When we talk about video surveillance - recording empty spaces, checking a closed door, monitoring a point-of-sale – we traditionally think of a Video Management Software (VMS) solution sitting behind the camera network, connecting devices to a user interface back at base where the information can be manually monitored.
However, the modern VMS is a different beast, and in fact can be used as the catalyst for driving business growth for managed service providers in the security space, across a host of industries.
Artificial intelligence (AI) is a catchphrase being thrown around in almost all areas of the IT landscape at present, but VMS is one field that is adapting to machine learning faster than most.
This is being driven, in part, by a recent evolution in processing power, allowing analytics to keep pace with the influx of data being fed into a VMS.
Typically, a CPU-powered computer or server could process information from a handful of video feeds at the same time.
That data could be analysed for things such as the appearance of foreign objects, but a large network of cameras required a proportionately high number of processors at the back-end in order to compute what the video streams were relaying.
A GPU-powered solution is capable of processing many times more video feeds, and analysing much more sophisticated data sets at a quicker rate.
This is empowering security providers to extend their services far beyond the traditional surveillance camera network, and find extended value for their customers at the same time as improving security.
The smart building concept is driving this growth, with integrated systems now able to map foot traffic to certain areas, and thus analyse patterns of behaviour that might constitute risk for the company or companies involved.
Rather than merely providing a reactive service with video footage being manually screened for threats or danger, an AI-enabled VMS solution can allow MSSPs to predict where future threats may occur.
While running a campaign against drugs in their neighbourhood, the Hartford Police Department in the US state of Connecticut analysed foot traffic in a particular range of streets for several days, and built up a map of where pedestrians were going.
Once analysed, this revealed in no uncertain terms that one particular house was drawing an unusual amount of foot traffic – many times more than any other house in the area.
Once inspected, the house was found to be a major hub for local drug sales, and the operation shut down.

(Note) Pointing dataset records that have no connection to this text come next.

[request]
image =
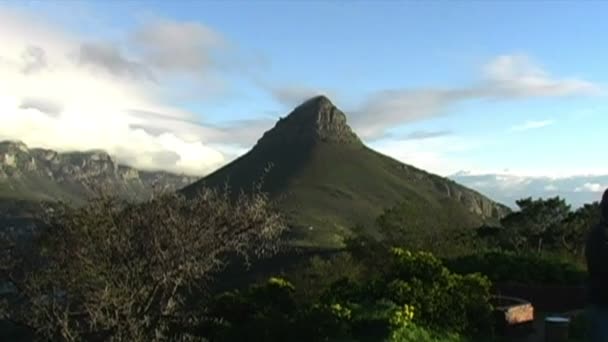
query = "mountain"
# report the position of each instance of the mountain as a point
(35, 174)
(327, 181)
(577, 190)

The same technology can be applied to any building or premises in order to reduce risk.
Mapping foot traffic in a warehouse for example, might reveal patterns of behaviour that indicate criminal activity.
Say an employee is recorded in a sensitive area several times in succession, then on each occasion moves directly to a carpark or similar shared space – this may indicate that the employee is stealing, or on-selling sensitive files.
Facial recognition (FR) is also very much on the rise, with a VMS now able to integrate with facial recognition software to scan images from a crowd of people, and analyse that information to bring up background details on an individual.
This can be useful for crowd security – identifying known criminals from a busy metro transport system for example – as well as in a workplace where an individual can be recorded for time-and-attendance as well as access control.
Suppose an FR solution, integrated with a VMS, recorded a certain area of a building which had security restrictions placed upon it.
If an individual who was not cleared to be in that area is detected by the FR system, integrated doors can be shut, alarms sounded, or an alert sent to security administrators.
For an MSSP, this again adds value to a customer's security technology stack, since the system is doing far more than simply recording security events.
AI also brings video analytics further into the modern ‘smart' workplace as well, as security now has the opportunity to combine with operational health and security to not only check if someone has the right to be in a sensitive space, but that they are also identified as having the right credentials and skills to access that area.
Think of a mining site for example, where explosives are stored and frequently used.
A VMS solution, used in conjunction with elements such as FR, is able to scan any individuals entering a blast site, recognise them by their facial characteristics, and ascertain that they have clearance to be in the area.
The individual's work history, safety accreditation and applied skill levels can be instantly accessed by the solution, and any issues flagged immediately.
This can potentially save lives, at the same time as warding off criminal behaviour in high-risk sites.
This increase in scope for VMS and complementary technologies relies on an open source platform, so that vendors can integrate technologies with video management.
This in turn presents many opportunities for MSSPs to either tailor their own, in-house solution and take value from deploying and managing that package to their customers; or, conversely, it also provides scope for customers to drive their own security agenda and pick and choose elements from a service provider's range of options.
So, adding AI to video and working from algorithms that can map suspicious or dangerous behaviours, through to adding facial recognition technologies which can identify an individual face from a crowd of thousands, there is a vast range of new services that are being presented to the security industry at present.
Machine learning will continue to drive growth in the sector, and the evolution of video technologies looks likely to gain pace rather than slow down.